Distinguishing between Natural Products and Synthetic Molecules by Descriptor Shannon Entropy Analysis and Binary QSAR Calculations

Abstract
Molecular descriptors were identified by Shannon entropy analysis that correctly distinguished, in binary QSAR calculations, between naturally occurring molecules and synthetic compounds. The Shannon entropy concept was first used in digital communication theory and has only very recently been applied to descriptor analysis. Binary QSAR methodology was originally developed to correlate structural features and properties of compounds with a binary formulation of biological activity (i.e., active or inactive) and has here been adapted to correlate molecular features with chemical source (i.e., natural or synthetic). We have identified a number of molecular descriptors with significantly different Shannon entropy and/or “entropic separation” in natural and synthetic compound databases.

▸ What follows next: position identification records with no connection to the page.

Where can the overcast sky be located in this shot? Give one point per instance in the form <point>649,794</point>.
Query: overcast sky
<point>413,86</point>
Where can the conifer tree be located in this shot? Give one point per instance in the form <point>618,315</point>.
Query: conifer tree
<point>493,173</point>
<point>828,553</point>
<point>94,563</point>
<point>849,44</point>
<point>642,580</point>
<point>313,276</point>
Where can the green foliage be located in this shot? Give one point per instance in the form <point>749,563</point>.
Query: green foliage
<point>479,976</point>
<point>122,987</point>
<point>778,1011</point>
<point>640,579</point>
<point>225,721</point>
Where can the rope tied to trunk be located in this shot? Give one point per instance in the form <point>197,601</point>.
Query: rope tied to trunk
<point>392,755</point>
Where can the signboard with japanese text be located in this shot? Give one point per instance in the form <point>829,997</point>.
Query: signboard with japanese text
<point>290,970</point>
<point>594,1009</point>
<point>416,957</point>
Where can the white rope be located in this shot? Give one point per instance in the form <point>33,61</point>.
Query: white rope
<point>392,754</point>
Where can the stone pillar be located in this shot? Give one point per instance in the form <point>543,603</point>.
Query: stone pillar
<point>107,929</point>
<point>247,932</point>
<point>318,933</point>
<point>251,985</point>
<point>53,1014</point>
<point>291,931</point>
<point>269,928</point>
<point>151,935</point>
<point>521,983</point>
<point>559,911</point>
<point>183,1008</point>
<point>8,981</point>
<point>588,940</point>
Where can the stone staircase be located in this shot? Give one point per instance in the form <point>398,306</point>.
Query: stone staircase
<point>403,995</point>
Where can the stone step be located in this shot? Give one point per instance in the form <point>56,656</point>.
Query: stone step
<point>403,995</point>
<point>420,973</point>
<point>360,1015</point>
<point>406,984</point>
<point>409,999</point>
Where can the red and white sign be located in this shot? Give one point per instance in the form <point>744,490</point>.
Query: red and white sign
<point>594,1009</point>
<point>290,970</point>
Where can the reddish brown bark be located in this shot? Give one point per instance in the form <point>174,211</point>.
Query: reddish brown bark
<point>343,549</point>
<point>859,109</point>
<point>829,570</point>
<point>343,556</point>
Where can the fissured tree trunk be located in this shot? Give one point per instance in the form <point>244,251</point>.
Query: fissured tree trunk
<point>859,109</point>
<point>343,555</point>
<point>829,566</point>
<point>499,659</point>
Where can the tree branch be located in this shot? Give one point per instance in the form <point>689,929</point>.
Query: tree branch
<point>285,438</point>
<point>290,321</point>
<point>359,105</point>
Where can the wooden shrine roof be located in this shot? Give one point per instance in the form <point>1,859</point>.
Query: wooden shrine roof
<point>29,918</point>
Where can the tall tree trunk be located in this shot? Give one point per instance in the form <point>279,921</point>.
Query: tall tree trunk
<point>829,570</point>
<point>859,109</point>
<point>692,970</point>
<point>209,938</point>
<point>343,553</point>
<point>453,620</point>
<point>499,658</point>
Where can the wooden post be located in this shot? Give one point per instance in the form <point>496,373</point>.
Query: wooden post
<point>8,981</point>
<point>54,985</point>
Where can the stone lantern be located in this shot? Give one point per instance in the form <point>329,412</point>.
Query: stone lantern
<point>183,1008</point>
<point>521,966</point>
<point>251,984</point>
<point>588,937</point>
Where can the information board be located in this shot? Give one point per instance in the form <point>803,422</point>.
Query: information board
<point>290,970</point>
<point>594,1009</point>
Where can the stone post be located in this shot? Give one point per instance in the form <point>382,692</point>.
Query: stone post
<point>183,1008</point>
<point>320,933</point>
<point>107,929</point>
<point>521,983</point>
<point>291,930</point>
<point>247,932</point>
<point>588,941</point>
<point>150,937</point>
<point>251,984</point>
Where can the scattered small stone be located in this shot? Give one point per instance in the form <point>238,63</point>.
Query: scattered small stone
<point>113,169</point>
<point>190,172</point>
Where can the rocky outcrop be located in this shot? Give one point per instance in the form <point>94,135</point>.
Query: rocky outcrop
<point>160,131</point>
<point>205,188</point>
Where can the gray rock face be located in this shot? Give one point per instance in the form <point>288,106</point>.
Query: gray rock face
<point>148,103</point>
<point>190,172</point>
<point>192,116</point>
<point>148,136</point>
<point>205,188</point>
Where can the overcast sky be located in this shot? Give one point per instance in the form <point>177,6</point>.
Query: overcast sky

Different combinations of such descriptors and variably distributed structural keys were applied to learning sets consisting of natural and synthetic molecules and used to derive predictive binary QSAR models. These models were then applied to predict the source of compounds in different test sets consisting of randomly collected natural and synthetic molecules, or, alternatively, sets of natural and synthetic molecules with specific biological activities. On average, greater than 80% prediction accuracy was achieved with our best models. For the test case consisting of molecules with specific activities, greater than 90% accuracy was achieved. From our analysis, some chemical features were identified that systematically differ in many naturally occurring versus synthetic molecules.